In this project, Dr. Vitanza is using DIPG cells obtained through biopsies to establish “treatment-naïve” DIPG models. He will also use these models to test the effectiveness of a new drug before, during, and after radiation to identify the most effective possible combination sequence of the drug and radiation.
CHADTOUGH DEFEAT DIPG FELLOWSHIP GRANTS
“Targeting chromatin regulation to treat DIPG”
Dr. Anastas studies how the histone mutation commonly found in DIPG affects how the tumor cells function. After screening 1,300 chromatin regulators, she has identified multiple proteins that are necessary for DIPG cells to proliferate and survive, but are dispensable for normal cell growth. Her research is determining the roles of these proteins in DIPG development.
Dr. Anastas’s mentor for this project is Yang Shi.
“Therapeutic Targeting of the Disrupted Metabolic State in DIPG to Induce Ferroptotic Cell Death”
Dr. Mbah studies how DIPG cells are sensitive to ferroptosis, an iron-dependent form of cell death. Dr. Mbah is testing whether the disrupted metabolic/redox state sensitizes DIPG to ferroptosis, and she is evaluating the anti-tumor activity of ferroptosis in human patient-derived DIPG tumor models.
Dr. Mbah’s mentors for this project are Costas Lyssiotis and Sriram Venneti.
“Prioritizing PPM1D mutations as a target for new DIPG therapies”

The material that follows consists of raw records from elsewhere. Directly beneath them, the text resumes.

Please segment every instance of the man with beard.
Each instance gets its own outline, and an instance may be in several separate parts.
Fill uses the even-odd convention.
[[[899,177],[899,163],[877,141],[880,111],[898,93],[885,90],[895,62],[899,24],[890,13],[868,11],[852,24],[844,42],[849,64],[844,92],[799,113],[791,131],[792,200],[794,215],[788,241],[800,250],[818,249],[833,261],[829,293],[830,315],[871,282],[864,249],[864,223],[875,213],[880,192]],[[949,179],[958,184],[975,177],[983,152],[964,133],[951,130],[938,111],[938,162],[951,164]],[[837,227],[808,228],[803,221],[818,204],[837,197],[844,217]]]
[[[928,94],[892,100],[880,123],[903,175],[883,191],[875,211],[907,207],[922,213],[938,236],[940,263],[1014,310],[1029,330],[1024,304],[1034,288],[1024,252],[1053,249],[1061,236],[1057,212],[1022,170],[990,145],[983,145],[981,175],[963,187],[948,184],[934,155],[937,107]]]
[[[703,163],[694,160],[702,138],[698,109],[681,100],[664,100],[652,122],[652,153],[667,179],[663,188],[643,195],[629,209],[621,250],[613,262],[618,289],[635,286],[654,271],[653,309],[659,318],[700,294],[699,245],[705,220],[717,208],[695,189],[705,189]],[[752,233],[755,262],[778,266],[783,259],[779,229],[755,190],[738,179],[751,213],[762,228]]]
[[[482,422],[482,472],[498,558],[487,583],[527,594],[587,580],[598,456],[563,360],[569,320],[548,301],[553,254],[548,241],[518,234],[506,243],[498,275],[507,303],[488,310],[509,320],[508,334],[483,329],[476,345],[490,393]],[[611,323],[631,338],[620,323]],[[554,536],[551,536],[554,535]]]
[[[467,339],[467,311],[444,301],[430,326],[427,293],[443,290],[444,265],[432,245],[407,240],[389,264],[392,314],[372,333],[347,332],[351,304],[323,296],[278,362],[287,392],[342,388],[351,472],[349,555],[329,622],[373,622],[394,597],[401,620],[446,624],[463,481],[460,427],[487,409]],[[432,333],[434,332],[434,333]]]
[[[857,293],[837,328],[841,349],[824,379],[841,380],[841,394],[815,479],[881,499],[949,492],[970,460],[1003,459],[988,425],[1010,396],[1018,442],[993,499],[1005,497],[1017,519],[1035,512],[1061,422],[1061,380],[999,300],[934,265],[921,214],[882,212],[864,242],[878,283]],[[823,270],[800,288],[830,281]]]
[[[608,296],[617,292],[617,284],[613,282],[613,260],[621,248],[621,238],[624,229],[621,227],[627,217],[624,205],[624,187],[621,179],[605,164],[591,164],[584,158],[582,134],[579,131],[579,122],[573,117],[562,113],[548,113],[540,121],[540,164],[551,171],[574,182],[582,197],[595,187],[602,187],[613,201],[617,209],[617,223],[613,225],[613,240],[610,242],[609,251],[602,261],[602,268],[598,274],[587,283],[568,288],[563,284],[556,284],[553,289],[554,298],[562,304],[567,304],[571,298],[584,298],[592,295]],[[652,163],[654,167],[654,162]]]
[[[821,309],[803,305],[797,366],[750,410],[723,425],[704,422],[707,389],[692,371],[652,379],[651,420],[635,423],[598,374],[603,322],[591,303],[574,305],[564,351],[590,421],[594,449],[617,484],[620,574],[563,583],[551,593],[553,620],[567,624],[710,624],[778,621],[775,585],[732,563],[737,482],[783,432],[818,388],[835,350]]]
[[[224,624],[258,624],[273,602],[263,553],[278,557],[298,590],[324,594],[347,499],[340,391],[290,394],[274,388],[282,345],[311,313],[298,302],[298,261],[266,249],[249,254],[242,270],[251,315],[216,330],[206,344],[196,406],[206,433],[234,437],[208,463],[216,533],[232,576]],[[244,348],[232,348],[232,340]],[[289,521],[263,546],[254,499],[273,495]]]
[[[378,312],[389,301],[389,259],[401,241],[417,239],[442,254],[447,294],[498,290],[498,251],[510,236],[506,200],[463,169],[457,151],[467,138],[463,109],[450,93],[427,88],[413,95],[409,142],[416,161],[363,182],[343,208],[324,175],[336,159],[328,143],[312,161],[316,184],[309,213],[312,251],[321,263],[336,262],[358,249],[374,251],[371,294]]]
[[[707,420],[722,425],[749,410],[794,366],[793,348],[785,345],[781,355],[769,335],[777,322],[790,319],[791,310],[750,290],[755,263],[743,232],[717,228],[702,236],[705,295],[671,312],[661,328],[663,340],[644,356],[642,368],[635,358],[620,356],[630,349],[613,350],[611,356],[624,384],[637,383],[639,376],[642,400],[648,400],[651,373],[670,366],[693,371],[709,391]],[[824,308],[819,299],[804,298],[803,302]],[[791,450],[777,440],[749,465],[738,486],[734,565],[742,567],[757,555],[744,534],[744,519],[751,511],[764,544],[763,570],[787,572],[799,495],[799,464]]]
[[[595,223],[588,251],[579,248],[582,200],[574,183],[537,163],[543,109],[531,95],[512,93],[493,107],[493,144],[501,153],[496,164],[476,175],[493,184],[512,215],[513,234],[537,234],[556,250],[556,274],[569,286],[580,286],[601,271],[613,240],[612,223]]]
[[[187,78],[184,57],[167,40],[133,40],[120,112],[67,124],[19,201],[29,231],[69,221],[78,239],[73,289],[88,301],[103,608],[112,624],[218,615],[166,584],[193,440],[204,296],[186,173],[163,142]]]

Dr. Reitman studies the role the PPM1D mutation plays in helping DIPG tumors grow. In this project, he is testing whether targeting the PPM1D gene slows DIPG cell growth to determine whether a PPM1D inhibitor should be developed as a potential treatment for DIPG.
Dr. Reitman’s mentors for this project are Rameen Beroukhim and Pratiti Bandopadhayay.
“Dissection of ATRX in Diffuse Intrinsic Pontine Glioma”
Dr. Shen is focusing on the ATRX protein and its role in driving DIPG tumor growth. Her hypothesis is that the loss of ATRX works with the histone mutation to promote DIPG growth. She is investigating whether the loss of ATRX impacts the DIPG tumor’s response to radiation.
Dr. Shen’s mentor for this project is Oren Becher.